These figures are a long way from the original estimates at the start of the year that dividends could exceed the £100bn mark.

Justin Cooper, chief executive of Shareholder Solutions, part of Capita, explains: “Much of it is due to global factors that have overshadowed the strong recovery the UK economy is enjoying.

“FTSE 250 firms are winning the race as a result, with these domestically exposed companies boasting much stronger growth.

“However, their dividend pool is too small for the big fish among investors, who need to retain significant exposure to the large-cap firms that are doing less well at present.”

That said, Capita is predicting a slight improvement in 2015, with a preliminary forecast of headline dividends of £85.8bn for the year, as sterling should be “less of a drag”.
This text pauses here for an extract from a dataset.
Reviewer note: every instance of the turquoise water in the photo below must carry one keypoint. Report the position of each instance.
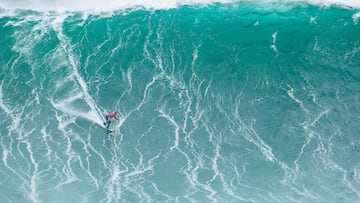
(239, 102)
But while UK dividends have struggled, global equity income has fared better. The IMA Global Equity Income sector has delivered a return of 3.26 per cent for the year to date to October 29, outperforming its IMA Global sector peers in addition to the UK Equity & Bond Income, UK Equity Income and UK All Companies sectors.

In terms of global dividends, surprisingly it was Europe which delivered the highest figures, accounting for $2 (£1.25) in every $5 paid out in the second quarter of the year, according to the third Henderson Global Dividend Index.

The region produced $153.4bn of dividends in the three months, with the total global dividends paid out in the second quarter reaching $378.7bn.

But while Europe excluding UK accounts for 40 per cent of global dividends, the emerging markets sector is starting to expand its share with roughly 8 per cent. This is only just behind the 9 per cent share held by the UK and 10 per cent from Asia Pacific.

While the focus is almost always on the UK and the difficulties in finding reliable and stable income streams that outside of the top-15 companies, it seems it could pay to take a broader view of the world.